Jacobson: That’s an old-timey word for a hallucination. It was also the name for a spooky light and shadows show popular in the 1800s, a kind of magic lantern or early movie.
Readers comment that phantasmagorias is such an unusual word, but The Denver Post described the new Meow Wolf Convergence Station as phantasmagorical, which is perfectly apt.
In my book, the characters see visions of the future, which they believe are hallucinations, or phantasmagorias, and then a genie appears to time travel them to the present where they experience their legacy.
SunLit: Why did you include the travel guide parts?
Jacobson: I want my readers and their families to get out of the house and experience how the past has shaped the present. It’s fun to walk in the footsteps of these influential Coloradans and see “where it all happened.”

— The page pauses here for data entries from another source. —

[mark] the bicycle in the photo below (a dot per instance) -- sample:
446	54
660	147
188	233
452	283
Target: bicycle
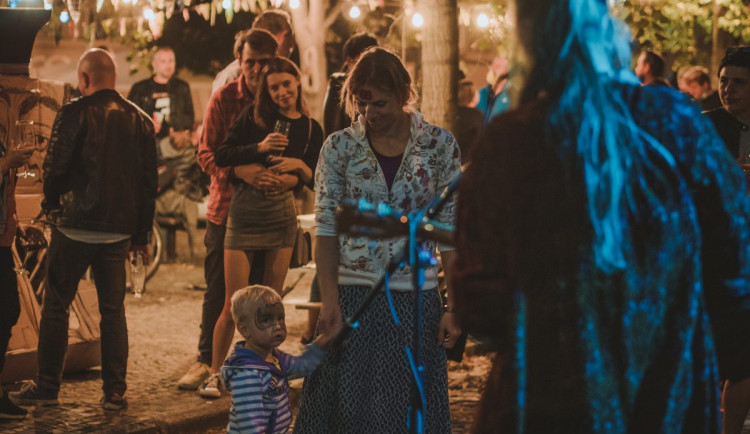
33	240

One of the reasons people think history is boring is because they think history is over and done with. Actually, the past lives right alongside our present. It’s fun to see it, hike through it, and eat it.
SunLit: Tell us about your next project.
Jacobson: Here’s the start of “Prudery, Polygamy, and Politics: The Very Weird World of Dr. Mattie Hughes Cannon”:
The first woman Senator elected in the United States was Martha Hughes Cannon.
She was a physician.
And a polygamist wife.
Number four of six.
Her opponent was . . . wait for it . . .
She beat him by four thousand votes.
From that opening page I go on to put Dr. Mattie’s life into the context of Victorian America, which was a lot sexier and more progressive than we’ve been led to believe. There were religious sex communes all over the country. There were more women physicians in the 1890s U.S. than at any time up to the 1970s.
Utah, back then, led the way on women’s rights. Politicians were as randy and scandal-plagued then as now and paid as big a price, which is to say, not that big a price. My take on Victorian social history and Dr. Cannon’s story is all true, but I salt it with plenty of snark. There’s no genie in a geode or time travel, but it’s a fun read.